Trailer Park Boys is a mockumentary/sitcom that explores the meaning of life through a comedic ensemble of drunken, perpetually stoned reprobates. In other words, it’s quite relatable.
Having signed an exclusive deal with Netflix, the boys — Ricky, Julian, Bubbles and the rest of fictitious Sunnyvale Trailer Park’s inhabitants — have revived their greasy antics for eighth and ninth seasons, along with a new feature-length film titled Trailer Park Boys 3: Don’t Legalize It. Written and directed by series creator Mike Clattenburg, the film premieres in Canadian theaters Friday, while American Netflix subscribers will have access to the film soon after its release.
The new film’s synopsis is, like many scenarios within Trailer Park Boys, an awkward stalemate brought about by substance use and low intelligence: Ricky is disturbed to discover legislation is going forward to legalize marijuana — his criminal cash crop. Now, although one of the dopiest drug dealers to appear on screen, he must petition his government not to legalize it. Surely nothing could go wrong. (Note: A recent poll conducted by the Canadian Broadcasting Corporation ranked Nova Scotia, home of Trailer Park Boys, as the leader in cannabis usage across Canada; a reported 15 percent of the province’s population over the age of 15 admits to lighting up.)

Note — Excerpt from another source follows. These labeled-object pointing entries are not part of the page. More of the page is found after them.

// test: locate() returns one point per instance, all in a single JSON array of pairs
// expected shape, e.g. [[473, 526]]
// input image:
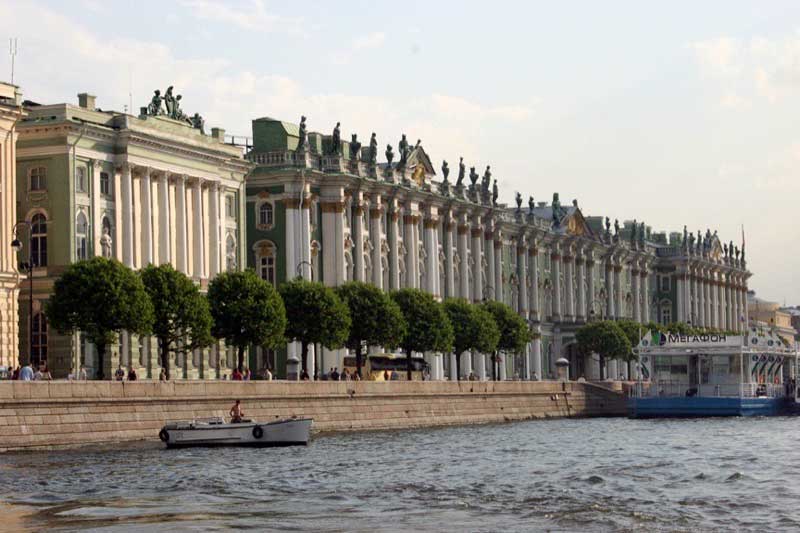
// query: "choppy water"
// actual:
[[558, 475]]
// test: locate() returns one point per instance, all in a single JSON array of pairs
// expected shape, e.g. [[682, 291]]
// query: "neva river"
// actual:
[[556, 475]]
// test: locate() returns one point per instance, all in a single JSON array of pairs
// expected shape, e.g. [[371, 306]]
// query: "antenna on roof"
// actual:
[[12, 51]]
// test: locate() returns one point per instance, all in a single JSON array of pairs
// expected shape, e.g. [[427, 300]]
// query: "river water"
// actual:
[[557, 475]]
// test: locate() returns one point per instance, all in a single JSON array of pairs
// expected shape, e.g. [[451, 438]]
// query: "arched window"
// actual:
[[39, 339], [230, 253], [81, 229], [39, 240], [38, 179], [265, 261], [265, 214]]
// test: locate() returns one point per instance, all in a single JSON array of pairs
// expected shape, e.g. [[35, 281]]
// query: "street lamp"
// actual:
[[16, 244]]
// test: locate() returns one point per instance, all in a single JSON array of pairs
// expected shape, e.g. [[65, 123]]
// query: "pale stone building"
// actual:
[[10, 113], [335, 214], [143, 189]]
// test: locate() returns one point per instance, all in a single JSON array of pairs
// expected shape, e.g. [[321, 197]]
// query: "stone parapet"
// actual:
[[53, 414]]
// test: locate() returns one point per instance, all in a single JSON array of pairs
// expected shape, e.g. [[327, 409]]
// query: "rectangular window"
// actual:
[[105, 184], [80, 179]]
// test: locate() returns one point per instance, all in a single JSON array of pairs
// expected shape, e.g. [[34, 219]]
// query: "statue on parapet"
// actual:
[[336, 140], [404, 150], [355, 148], [302, 143], [154, 107]]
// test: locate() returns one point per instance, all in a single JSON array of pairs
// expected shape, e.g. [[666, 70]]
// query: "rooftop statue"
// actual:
[[461, 171], [373, 150], [198, 123], [402, 146], [154, 108], [336, 140], [355, 147], [303, 134]]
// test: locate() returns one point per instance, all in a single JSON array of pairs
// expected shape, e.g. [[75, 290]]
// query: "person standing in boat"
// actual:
[[236, 412]]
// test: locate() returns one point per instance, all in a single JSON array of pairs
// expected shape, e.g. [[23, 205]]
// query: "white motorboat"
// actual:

While most of the show’s plot revolves around crime, Trailer Park Boys is really an ongoing story about friendship. At the core of every good story is a semblance of relatability for its audience. We, as consumers, need to see a bit of ourselves in everything we support, and there are three very different approaches to the modern man in the comedic trio that fronts Trailer Park Boys.
In Julian (John Paul Tremblay) we find the drinker, a man who is never seen in the series without his trademark glass of rum and Coke.
He is the brains of the group but always schemes his way back into jail, despite every effort to evade the law. He is the straight-faced leader.
Ricky (Robb Wells) is marijuana. He breathes it in as often as air. It is Ricky who grows a secret field of high-grade ganja during the show, sells it to prison guards, gets arrested and doesn’t mind his latest stint in the block because, hey, at least the dope’s great. Ricky is the trio’s loose cannon. Never has a character made track pants seem so fashionable.
Bubbles (Mike Smith) is the group’s innocent. His absurdly thick glasses magnify every pained nuance in his baby-doll eyes. Condolences to Smith, who is definitely damaging his vision for the role. While Bubbles always finds himself stuck in the middle of an especially ignoble caper, it’s almost never for personal gain: He is the sole crusader for dozens of Sunnyvale Trailer Park’s stray cats, who he personally dotes on like they’re his own blood. His primary financial burden is cat food, as he lives in a cozy shed (complete with a kitty entry door).
This show has crafted an impressive supporting cast, some whose performances steal all attention away from the main trio. Of the large and diverse range of actors, three stand out: Jim Lahey (John Dunsworth), Randy (Patrick Roach) and J-Roc (Jonathan Torrens). Newcomers can identify Randy, former male prostitute, as the ever-shirtless man with a prominent gut. He’s assistant to the Sunnyvale Trailer Park supervisor, drunken Mr. Jim Lahey, ex-cop. Their chemistry as a comedic duo is consistently hilarious, including an intimate exploration of their complicated romance. J-Roc, an aspiring MC, is the loudmouth smooth-talker of the park: “I spin more rhymes than a lazy Susan/I’m innocent ’til my guilt is proven.” He can’t help but to finish a sentence with, “know what I’m sayin’?” He is a Caucasian who literally believes he is black. The show pulls it off without much awkwardness, a testament to Torrens as an actor.
With two new seasons of the television series, a feature-length movie and touring live stage shows, you’d think this ensemble would be stretched thin. It turns out they’re working prolifically on other projects through SwearNet, the group’s burgeoning comedy network. It is the online home base for all of their collective creative pursuits as filmmakers. Charging only $4.20 a month (right?), users have access to regularly updated content at swearnet.com. SwearNet’s original aim was to compete with already established networks. Until we find out more, it looks like Netflix could be poised to absorb much of SwearNet’s content, including yet another movie the group made this year, titled Swearnet: The Movie. That’s a lot of work from such heavy pot smokers.